Is there something in blackberries that really improves the reproductive performance of dairy cows?
The unexpected results of a graduate student’s recent project at Oregon State University (OSU) seem to say yes.
Scientists have long known that blackberries are loaded with antioxidants and vitamins (A, C, E, K, and the B varieties), and there is growing evidence they are among the most potent of all cancer-fighting fruits.
Oregon grows about 70 percent of all blackberries in the U.S. After the mashing process, processors typically have to pay landfill disposal fees for the mountains of pomace (waste) that is left. OSU Ph.D. student Katherine Swanson, whose Masters work looked at the role of fat-soluble vitamins as antioxidants in the immune system, thought blackberry pomace might have a positive impact on cows’ immune function — and so a feeding trial was born.
“The study was supposed to help improve immune function during the transition period, but we didn’t see any differences at all,” she explains. All cows performed as expected; there was no change in milk production, components, glucose, blood urea nitrogen, or B-hydroxybutyrate. Disease incidence postpartum was also pretty well spread out between the three groups; just one cow out of all 24 in the study had metritis.
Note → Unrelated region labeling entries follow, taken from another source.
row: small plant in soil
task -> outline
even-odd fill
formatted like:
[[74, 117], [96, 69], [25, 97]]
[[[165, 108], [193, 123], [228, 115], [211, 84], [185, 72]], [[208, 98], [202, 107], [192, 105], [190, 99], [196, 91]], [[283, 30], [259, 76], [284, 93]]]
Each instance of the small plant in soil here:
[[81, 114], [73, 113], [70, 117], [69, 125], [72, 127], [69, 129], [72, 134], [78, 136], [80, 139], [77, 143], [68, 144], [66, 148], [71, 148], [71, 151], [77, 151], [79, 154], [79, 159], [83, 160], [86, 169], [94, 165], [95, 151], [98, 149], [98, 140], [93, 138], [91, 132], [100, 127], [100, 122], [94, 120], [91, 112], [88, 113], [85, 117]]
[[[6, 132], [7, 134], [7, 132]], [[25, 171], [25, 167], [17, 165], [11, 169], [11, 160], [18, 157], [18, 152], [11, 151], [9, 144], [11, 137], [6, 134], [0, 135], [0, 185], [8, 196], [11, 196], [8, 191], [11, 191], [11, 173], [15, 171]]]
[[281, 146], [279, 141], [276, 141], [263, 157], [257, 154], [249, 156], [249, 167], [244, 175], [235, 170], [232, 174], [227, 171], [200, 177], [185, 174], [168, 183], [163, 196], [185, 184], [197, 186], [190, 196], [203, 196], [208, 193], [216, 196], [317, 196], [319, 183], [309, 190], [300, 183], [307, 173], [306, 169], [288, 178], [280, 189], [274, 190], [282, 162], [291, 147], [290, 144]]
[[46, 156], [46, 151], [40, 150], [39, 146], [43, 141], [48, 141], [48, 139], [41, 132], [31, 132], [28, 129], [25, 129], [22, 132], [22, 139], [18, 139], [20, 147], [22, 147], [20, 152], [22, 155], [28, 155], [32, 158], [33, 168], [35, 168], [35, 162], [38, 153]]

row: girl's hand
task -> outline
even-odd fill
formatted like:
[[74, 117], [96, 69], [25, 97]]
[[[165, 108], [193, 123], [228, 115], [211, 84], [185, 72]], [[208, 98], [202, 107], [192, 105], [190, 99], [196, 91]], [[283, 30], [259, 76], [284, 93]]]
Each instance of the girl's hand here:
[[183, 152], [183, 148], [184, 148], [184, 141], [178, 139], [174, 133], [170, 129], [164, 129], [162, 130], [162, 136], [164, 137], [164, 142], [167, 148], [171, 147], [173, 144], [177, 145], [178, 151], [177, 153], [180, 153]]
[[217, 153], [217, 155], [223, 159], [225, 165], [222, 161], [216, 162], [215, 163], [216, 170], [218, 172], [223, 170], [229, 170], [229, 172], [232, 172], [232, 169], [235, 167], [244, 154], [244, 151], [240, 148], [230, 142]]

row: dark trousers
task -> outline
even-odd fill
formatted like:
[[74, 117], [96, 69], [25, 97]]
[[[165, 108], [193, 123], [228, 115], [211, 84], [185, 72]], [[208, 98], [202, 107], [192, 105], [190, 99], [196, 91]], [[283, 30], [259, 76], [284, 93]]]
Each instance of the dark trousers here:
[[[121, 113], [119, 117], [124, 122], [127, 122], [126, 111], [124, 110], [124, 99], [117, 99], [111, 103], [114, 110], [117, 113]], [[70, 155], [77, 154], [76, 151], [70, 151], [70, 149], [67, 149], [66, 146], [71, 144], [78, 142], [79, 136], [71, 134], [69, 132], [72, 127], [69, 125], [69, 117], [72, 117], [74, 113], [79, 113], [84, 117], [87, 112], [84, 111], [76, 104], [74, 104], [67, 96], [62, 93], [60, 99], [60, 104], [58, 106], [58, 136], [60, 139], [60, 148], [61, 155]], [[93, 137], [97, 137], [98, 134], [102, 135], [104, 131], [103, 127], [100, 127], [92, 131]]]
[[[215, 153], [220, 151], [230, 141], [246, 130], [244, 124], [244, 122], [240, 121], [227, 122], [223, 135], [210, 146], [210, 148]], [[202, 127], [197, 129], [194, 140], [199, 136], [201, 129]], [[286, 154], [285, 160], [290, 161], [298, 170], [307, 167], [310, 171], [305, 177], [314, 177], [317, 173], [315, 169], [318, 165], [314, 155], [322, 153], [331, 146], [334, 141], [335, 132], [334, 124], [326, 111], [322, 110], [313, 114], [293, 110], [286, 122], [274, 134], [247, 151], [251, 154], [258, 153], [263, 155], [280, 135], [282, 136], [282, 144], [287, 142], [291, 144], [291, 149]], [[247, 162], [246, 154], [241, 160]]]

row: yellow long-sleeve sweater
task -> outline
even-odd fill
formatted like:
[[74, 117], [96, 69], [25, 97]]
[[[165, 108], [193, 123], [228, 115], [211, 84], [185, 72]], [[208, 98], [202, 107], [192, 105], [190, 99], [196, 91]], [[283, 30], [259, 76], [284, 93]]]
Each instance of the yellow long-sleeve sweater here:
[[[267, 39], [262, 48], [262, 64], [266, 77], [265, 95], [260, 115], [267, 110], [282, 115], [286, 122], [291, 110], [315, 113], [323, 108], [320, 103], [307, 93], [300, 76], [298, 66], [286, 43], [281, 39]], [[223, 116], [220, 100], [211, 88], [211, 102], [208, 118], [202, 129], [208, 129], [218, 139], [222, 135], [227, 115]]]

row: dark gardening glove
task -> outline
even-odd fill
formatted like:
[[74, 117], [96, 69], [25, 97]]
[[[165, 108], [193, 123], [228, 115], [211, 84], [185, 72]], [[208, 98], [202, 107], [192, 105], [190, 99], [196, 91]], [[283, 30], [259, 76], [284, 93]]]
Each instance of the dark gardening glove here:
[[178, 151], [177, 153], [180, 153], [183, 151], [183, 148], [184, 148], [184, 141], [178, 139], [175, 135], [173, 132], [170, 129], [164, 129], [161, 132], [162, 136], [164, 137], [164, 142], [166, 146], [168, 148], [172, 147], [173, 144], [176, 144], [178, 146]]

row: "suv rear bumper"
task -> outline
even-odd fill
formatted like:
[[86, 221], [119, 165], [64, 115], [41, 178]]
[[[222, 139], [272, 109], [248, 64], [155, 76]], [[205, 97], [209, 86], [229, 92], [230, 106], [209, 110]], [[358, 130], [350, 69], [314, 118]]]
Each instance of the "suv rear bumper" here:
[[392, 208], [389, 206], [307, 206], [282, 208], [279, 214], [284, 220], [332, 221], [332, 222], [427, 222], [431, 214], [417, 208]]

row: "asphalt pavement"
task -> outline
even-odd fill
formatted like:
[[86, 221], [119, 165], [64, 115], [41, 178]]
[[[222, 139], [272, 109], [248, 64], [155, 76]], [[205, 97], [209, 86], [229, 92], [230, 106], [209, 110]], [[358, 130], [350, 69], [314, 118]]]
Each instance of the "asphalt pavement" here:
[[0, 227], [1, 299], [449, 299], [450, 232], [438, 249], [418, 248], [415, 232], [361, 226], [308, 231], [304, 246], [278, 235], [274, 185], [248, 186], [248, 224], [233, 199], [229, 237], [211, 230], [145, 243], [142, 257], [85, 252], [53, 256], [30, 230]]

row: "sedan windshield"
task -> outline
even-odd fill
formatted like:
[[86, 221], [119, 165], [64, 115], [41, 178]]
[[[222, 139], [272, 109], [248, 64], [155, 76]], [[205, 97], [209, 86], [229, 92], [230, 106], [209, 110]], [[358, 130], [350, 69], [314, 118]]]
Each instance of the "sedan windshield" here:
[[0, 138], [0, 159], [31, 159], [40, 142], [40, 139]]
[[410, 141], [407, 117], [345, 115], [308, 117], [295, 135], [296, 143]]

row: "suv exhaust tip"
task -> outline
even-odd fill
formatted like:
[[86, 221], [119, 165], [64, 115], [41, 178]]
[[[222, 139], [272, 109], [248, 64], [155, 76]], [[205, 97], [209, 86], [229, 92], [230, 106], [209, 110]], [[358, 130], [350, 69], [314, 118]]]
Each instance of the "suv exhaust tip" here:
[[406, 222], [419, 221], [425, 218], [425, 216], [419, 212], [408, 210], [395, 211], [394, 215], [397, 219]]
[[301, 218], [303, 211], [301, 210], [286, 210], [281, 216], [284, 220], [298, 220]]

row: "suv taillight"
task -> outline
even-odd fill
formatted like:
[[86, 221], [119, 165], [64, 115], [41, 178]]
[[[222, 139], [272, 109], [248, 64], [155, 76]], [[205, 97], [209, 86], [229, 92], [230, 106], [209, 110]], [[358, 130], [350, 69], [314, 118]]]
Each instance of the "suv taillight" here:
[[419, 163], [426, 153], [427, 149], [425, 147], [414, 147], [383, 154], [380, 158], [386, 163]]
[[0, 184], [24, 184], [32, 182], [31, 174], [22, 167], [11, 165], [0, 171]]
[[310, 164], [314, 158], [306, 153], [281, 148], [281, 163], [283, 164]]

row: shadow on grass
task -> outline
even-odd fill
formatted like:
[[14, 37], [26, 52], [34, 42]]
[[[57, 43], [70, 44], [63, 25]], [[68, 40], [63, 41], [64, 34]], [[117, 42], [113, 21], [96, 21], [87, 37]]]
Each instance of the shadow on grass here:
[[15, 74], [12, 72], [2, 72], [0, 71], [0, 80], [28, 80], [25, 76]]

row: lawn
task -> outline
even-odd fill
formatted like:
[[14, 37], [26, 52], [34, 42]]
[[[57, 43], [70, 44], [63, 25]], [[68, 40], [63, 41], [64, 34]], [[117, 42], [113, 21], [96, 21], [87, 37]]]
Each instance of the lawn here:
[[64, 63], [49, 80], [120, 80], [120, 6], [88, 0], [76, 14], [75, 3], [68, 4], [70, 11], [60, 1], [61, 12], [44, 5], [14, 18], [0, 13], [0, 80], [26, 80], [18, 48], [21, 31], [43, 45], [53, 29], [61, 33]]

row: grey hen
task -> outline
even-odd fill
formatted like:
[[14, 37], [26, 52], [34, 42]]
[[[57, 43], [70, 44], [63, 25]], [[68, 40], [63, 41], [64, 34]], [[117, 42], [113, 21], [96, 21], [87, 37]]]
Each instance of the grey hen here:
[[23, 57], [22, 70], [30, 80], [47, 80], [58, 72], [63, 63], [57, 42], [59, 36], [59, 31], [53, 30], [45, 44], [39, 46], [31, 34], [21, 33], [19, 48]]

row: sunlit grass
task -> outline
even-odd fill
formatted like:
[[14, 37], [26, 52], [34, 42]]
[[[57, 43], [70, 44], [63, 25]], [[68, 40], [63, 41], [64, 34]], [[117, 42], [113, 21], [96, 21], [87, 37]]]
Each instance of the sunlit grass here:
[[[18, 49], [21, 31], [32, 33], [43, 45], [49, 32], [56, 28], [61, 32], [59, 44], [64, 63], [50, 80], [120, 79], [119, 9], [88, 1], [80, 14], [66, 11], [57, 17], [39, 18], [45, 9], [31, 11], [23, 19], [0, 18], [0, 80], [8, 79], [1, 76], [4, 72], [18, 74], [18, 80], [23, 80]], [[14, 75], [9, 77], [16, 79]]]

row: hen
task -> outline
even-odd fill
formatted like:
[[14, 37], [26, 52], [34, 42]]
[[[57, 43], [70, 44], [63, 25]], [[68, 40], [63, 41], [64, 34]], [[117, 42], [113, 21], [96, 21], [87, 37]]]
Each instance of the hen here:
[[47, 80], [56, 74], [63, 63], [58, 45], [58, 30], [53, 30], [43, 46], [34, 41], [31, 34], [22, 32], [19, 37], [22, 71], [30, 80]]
But what Swanson did see were big improvements in cows’ reproductive performance.
On average, animals in the high feeding group (two ounces of blackberry pomace per head per day) had first heats 12 days sooner than the controls (no pomace), were bred 15 days earlier, and were pregnant 49 days sooner.
She suspects that antioxidants are the reason why. She graduates in June, but hopes someone will do another feeding study using much higher levels of pomace – 12 to 16 ounces per head per day.
Swanson has also been talking to students in Idaho about their work with grape pomace, “because to my knowledge no one has looked at using it in dairy cows specifically looking at reproductive performance. I think that would be really interesting, especially since the wine industry is so much bigger.”